PATIENT CARE BENEFITS OF VIRTUAL NEONATAL CARE

The patient care advantages of the telehealth partnership are numerous. One of the most significant is the ability to keep infants close to home.

"The telemedicine component…allows us to, I think, more comfortably keep babies closer to home," Scoggins said. "We weren't able to [do that previously] because there was this big chasm in knowledge and experience. Not only from the physicians' standpoint but from the nurses' and respiratory therapists' [standpoint]. If [neonatologists] can literally be at the bedside with the telemedicine piece, I think that helps [our staff] feel a lot better about the quality and type of work that we're doing with babies."

In addition, having a newborn is disruptive in and of itself. Add to that long travel times to faraway care sites, and the disruptions grow manifold, Scoggins noted.

For Presbyterian's team, video-based telehealth enables neonatologists to comfortably see the baby and speak with the care teams on-site, providing specialized care from miles away.

"Within the city of Albuquerque, there're three large NICUs, but then that's about it, and the state is very big," Rankin said. "And so, for us to be able to participate in the care of babies born at outlying hospitals, telemedicine's been really valuable for us."

It also enables the Presbyterian NICU team to establish stronger connections with the loved ones of those they are helping care for. The families can speak with the neonatologists caring for their infants from afar via the telemedicine cart, Rankin noted.

Further, the telehealth partnership has supported San Juan Regional's plans to grow its nursery and pediatric service.

"I read almost on a weekly basis about a pediatric unit in a community hospital that gets shut down," Scoggins said. "One of the downstream effects of that is pushing all this pressure onto children's hospitals, which they find themselves, during pandemics and epidemics, in a difficult position to care for all those kids."

By growing its offerings, San Juan Regional hopes to take the pressure off children's hospitals by not only keeping infants closer to home but also getting them the specialized care they need, he added.

LESSONS LEARNED

Through the process of formalizing the telehealth partnership and deploying the telehealth cart, San Juan Regional and Presbyterian care teams have learned some valuable lessons.

First, establishing a secure connection is paramount. IT teams at both organizations worked together, and with Amwell, to ensure that the technology was working as intended so that clinicians could communicate without interruptions, Rankin said.

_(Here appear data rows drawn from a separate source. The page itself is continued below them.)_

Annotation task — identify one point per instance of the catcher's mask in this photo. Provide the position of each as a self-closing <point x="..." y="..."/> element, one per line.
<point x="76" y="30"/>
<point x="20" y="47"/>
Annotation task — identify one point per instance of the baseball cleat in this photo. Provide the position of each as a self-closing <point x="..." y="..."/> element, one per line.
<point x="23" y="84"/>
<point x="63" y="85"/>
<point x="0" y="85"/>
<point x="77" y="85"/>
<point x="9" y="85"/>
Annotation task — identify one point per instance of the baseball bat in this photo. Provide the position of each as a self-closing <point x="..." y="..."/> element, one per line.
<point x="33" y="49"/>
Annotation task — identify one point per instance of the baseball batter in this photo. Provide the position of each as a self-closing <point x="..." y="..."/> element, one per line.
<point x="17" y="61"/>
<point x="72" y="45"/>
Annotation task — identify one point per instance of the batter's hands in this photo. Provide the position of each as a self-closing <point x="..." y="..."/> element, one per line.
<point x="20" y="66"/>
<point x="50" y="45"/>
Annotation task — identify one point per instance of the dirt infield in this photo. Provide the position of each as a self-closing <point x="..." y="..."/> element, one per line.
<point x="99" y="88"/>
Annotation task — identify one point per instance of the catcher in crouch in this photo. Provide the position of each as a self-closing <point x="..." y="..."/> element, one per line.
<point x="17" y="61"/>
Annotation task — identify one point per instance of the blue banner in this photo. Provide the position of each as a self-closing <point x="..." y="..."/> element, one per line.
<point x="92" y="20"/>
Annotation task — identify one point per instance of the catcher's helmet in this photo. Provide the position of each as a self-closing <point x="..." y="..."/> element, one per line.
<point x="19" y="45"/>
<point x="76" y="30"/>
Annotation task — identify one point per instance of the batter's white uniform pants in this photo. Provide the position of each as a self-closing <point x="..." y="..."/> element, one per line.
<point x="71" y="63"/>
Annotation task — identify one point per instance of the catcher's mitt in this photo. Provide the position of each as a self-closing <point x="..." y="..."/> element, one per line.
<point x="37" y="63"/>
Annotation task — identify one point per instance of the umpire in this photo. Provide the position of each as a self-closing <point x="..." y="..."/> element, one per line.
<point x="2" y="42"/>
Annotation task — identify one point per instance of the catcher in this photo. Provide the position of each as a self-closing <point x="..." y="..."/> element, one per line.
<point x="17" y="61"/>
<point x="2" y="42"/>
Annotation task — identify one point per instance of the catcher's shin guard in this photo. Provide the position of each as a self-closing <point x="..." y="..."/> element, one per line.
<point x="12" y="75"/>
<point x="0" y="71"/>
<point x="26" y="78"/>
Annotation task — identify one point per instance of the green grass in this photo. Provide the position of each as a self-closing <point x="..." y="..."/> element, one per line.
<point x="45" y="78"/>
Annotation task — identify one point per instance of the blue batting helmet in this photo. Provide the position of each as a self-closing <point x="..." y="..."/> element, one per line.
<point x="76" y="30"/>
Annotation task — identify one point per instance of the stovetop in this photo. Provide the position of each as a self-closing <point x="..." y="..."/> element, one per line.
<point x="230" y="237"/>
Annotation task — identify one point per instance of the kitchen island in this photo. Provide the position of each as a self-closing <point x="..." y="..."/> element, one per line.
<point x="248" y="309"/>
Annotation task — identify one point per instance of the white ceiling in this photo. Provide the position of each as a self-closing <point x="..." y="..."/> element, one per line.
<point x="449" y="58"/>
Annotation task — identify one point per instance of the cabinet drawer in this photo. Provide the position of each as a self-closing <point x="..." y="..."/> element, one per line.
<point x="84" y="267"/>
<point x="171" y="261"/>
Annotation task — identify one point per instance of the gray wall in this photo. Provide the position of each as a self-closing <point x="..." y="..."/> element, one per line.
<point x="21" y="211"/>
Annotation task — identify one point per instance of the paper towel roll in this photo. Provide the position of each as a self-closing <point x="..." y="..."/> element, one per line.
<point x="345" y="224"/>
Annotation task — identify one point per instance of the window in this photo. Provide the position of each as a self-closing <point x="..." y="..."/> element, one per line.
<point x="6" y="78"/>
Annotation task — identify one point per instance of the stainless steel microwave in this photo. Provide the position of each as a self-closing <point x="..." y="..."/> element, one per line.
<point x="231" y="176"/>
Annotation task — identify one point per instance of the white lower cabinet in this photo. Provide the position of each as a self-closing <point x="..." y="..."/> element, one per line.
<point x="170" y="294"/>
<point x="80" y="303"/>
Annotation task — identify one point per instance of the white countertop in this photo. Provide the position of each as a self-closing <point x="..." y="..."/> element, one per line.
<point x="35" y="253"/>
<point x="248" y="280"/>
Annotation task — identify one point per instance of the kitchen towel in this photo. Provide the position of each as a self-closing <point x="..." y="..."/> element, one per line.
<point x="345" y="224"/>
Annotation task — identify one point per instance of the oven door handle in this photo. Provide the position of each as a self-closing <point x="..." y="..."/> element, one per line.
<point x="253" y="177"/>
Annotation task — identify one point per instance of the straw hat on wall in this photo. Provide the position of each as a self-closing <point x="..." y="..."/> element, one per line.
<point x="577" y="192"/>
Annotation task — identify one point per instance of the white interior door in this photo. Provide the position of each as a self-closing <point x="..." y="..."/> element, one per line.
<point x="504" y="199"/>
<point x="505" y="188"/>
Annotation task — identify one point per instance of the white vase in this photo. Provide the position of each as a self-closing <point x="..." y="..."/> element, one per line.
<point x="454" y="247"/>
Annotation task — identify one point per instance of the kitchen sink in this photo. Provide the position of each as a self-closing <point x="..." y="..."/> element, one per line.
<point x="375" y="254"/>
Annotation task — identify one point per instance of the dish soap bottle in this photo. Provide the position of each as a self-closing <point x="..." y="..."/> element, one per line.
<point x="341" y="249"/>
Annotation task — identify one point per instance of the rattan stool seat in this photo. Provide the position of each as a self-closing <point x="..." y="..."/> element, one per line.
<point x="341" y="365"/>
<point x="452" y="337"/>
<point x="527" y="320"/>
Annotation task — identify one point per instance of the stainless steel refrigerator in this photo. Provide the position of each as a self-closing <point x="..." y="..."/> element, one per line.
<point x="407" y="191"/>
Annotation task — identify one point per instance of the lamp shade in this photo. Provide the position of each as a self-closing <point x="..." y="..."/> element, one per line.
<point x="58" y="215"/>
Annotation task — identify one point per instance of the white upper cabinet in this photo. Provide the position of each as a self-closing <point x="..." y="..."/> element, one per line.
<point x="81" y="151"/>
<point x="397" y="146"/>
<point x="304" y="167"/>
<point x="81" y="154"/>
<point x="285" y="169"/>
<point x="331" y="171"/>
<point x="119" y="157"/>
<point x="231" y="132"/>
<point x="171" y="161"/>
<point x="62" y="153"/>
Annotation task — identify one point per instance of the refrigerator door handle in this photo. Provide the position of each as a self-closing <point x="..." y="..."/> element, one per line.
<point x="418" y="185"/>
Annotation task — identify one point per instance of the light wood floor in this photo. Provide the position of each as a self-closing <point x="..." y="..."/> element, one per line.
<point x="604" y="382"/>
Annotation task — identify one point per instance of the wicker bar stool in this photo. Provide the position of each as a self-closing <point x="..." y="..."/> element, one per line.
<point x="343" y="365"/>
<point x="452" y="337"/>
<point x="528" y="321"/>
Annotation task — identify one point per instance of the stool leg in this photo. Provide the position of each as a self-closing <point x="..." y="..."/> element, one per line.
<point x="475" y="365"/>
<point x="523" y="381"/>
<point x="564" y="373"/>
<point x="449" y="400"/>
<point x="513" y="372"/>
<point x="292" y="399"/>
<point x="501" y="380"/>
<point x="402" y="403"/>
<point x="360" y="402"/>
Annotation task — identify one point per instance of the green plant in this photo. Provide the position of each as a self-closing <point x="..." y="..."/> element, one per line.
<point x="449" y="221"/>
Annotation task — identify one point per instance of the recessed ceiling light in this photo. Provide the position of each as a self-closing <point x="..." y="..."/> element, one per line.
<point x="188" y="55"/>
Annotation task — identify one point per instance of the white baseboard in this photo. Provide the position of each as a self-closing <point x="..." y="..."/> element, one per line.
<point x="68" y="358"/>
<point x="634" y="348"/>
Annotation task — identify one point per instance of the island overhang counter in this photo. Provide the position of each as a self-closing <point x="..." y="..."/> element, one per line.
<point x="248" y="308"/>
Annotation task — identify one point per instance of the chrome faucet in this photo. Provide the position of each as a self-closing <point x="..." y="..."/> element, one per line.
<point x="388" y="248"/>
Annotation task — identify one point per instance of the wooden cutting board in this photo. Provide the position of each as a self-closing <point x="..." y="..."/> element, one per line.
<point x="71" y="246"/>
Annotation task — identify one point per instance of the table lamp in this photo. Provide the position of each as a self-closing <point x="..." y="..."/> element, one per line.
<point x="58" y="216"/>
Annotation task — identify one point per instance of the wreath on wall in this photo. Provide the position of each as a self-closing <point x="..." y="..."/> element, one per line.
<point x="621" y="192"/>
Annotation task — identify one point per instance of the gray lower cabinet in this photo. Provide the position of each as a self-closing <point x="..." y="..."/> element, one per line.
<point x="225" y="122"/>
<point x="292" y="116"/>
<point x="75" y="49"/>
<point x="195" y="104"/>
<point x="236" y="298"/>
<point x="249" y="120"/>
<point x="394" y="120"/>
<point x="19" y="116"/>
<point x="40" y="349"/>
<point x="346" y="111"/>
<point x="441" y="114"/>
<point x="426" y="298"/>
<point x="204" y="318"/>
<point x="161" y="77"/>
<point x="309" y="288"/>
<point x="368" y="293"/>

Another critical piece is ensuring all physician credentials across the organizations are in place before the partnership is launched.

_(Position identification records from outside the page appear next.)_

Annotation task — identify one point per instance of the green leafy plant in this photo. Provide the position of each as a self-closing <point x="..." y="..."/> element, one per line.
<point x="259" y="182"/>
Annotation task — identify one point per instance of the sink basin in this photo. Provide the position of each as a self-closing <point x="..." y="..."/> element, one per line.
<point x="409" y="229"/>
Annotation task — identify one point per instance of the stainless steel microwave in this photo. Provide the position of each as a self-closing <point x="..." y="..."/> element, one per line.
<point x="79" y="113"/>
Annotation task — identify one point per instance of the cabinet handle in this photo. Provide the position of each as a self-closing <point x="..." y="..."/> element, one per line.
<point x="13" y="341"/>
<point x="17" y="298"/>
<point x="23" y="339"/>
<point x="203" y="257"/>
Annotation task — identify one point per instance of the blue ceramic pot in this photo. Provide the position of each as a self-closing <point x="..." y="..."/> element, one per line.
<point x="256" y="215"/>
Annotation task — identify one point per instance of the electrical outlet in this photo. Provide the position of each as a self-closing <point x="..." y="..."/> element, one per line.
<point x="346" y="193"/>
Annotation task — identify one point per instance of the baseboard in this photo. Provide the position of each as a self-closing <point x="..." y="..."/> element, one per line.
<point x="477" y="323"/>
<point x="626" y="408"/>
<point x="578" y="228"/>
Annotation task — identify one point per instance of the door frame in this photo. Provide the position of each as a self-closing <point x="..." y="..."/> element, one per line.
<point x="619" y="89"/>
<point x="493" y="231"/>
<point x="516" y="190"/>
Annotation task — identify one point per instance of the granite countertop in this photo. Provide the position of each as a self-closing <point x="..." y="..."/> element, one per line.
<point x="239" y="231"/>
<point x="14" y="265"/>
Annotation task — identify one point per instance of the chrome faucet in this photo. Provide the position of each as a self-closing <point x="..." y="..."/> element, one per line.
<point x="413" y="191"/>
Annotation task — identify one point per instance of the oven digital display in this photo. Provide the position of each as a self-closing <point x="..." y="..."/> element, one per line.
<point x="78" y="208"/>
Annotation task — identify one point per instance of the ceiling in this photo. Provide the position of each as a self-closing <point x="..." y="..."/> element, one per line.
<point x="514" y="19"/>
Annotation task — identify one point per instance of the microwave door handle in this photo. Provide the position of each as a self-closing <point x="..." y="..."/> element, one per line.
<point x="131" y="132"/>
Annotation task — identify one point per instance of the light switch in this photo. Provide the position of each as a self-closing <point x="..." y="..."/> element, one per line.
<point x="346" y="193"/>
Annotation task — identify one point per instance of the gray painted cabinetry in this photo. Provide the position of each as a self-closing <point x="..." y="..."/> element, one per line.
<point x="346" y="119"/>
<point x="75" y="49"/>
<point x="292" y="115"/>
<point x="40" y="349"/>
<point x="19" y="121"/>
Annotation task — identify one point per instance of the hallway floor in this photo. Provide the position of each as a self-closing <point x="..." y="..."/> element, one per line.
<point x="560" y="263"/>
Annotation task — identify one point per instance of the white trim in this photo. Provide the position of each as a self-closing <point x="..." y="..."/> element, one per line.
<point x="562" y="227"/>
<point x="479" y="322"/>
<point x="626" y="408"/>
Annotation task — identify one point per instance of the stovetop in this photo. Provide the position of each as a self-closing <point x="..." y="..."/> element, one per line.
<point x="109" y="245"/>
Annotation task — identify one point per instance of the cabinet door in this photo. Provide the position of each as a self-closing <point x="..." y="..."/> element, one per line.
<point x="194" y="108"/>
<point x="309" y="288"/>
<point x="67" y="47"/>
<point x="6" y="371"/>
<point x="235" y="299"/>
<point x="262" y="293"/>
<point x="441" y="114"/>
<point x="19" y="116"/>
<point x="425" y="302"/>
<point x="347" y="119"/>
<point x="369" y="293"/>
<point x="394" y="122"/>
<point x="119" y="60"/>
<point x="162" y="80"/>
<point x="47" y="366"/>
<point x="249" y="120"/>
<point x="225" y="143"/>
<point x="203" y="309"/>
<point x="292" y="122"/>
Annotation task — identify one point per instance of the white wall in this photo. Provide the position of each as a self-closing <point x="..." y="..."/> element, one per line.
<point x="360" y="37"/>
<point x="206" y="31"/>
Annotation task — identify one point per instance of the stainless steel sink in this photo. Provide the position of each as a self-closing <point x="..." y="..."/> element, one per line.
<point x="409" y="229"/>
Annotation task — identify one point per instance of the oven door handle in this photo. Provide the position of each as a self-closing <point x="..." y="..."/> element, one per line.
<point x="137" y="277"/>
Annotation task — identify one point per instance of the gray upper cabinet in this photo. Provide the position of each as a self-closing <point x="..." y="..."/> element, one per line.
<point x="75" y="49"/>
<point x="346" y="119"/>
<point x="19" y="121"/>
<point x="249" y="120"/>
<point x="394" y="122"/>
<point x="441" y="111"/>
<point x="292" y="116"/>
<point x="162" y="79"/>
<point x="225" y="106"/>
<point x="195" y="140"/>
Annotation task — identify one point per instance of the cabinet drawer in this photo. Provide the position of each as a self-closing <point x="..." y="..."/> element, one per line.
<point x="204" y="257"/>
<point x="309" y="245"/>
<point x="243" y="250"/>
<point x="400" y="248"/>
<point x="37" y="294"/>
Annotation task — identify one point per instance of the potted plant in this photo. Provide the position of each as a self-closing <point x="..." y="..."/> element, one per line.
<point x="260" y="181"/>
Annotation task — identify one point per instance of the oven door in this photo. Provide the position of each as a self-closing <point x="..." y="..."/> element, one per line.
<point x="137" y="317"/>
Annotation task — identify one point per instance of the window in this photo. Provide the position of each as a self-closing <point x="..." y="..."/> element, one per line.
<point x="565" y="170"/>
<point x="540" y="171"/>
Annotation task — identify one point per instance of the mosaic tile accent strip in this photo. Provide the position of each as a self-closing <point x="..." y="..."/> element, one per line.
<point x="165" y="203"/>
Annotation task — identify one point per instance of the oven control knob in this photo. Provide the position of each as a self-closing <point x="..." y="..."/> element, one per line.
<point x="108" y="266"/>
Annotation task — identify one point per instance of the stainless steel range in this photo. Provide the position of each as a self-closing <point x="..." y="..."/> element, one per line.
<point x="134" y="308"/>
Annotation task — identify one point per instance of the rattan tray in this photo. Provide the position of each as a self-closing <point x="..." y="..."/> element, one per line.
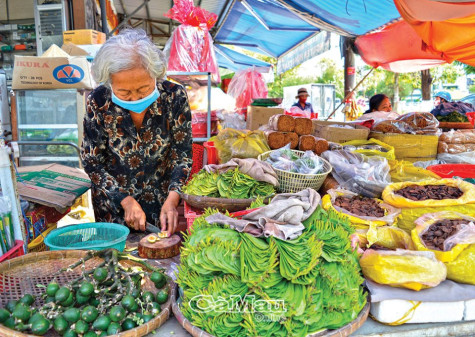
<point x="222" y="204"/>
<point x="21" y="275"/>
<point x="342" y="332"/>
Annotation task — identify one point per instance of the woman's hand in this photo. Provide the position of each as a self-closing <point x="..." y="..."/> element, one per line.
<point x="134" y="215"/>
<point x="169" y="214"/>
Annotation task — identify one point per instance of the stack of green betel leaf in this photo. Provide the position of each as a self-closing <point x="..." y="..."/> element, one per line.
<point x="232" y="184"/>
<point x="235" y="284"/>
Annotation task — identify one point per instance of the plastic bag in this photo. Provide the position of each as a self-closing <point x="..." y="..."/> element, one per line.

"We had some different credentialing requirements in place in our hospital, so we had to figure out some of those headwinds in getting the neonatologists credentialed to be telemedicine providers through San Juan Regional," Scoggins said.

Finally, identifying a physician champion can help support the implementation and adoption of new telehealth technology. Scoggins suggests enlisting a clinician who has experience with telehealth and can speak to its benefits to help mentor others on the care team as the technology is deployed.

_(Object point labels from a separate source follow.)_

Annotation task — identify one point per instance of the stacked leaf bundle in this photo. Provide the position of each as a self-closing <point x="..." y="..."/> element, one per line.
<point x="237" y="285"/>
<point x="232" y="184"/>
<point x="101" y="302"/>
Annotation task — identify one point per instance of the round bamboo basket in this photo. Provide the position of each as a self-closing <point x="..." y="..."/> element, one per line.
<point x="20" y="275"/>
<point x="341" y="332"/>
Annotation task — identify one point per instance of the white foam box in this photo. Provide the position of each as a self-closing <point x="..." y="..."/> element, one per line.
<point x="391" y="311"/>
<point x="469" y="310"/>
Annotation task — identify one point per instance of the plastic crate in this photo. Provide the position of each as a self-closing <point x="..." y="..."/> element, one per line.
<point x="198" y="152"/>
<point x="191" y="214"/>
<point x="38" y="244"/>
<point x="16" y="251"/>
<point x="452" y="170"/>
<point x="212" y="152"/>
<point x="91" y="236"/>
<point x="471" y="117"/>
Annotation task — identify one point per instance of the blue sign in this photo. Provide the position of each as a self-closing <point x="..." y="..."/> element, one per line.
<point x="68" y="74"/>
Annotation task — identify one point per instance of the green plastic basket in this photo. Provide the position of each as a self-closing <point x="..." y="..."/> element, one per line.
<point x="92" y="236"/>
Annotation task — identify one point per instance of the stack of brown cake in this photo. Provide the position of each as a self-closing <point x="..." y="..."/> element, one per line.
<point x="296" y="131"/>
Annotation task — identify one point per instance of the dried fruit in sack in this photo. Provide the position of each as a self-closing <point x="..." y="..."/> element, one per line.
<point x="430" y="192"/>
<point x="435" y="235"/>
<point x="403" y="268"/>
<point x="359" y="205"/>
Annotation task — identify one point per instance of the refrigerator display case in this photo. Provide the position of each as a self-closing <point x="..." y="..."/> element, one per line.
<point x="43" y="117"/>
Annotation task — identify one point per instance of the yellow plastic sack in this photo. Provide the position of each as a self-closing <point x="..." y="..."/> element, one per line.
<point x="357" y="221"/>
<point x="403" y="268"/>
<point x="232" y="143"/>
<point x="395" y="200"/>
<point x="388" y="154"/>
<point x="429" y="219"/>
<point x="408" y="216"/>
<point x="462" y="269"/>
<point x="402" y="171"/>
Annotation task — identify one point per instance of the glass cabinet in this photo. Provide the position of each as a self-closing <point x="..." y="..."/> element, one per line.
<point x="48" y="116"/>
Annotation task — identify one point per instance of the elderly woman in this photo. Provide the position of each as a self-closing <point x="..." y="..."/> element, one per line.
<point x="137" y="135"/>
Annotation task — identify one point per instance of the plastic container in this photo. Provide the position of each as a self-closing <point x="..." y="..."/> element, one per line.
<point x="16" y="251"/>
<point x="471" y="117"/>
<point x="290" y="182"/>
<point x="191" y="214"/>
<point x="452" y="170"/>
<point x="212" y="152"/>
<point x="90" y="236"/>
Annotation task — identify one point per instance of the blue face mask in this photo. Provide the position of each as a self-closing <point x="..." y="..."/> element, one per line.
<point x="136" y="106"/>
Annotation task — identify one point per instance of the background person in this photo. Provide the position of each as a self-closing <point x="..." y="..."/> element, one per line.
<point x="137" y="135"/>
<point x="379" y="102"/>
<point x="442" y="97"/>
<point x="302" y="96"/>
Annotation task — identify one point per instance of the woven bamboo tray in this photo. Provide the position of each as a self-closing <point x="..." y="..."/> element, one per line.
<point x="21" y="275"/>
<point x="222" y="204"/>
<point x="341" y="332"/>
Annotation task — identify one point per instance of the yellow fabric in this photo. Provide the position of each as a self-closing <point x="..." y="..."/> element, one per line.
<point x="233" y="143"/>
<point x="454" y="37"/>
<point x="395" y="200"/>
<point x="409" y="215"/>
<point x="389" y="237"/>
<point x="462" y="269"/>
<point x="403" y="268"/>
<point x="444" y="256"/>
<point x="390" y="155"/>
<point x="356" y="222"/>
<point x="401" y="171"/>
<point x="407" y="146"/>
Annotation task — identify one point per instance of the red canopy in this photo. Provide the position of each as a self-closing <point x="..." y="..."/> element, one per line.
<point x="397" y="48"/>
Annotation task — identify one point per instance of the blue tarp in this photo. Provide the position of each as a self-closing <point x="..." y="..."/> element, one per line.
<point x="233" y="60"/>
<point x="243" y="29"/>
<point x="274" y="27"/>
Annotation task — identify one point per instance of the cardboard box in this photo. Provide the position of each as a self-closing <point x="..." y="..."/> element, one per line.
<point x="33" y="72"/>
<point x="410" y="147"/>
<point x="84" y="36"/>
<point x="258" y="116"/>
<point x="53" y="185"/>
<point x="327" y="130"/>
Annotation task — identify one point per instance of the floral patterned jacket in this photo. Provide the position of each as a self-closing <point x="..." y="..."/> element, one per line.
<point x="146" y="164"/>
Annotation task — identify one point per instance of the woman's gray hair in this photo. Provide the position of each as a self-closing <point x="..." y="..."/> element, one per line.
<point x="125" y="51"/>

But it is critical to note that technology is only one layer of any telehealth partnership between two organizations. Clinician communication and collaboration will always be the cornerstone.

"The longer that I'm involved in this career, the more I realize that the entire essence of it is relationship," Rankin said. "Telemedicine allows you to be able to have a more effective relationship with providers who are further away, but you have to see that [relationship] as valuable."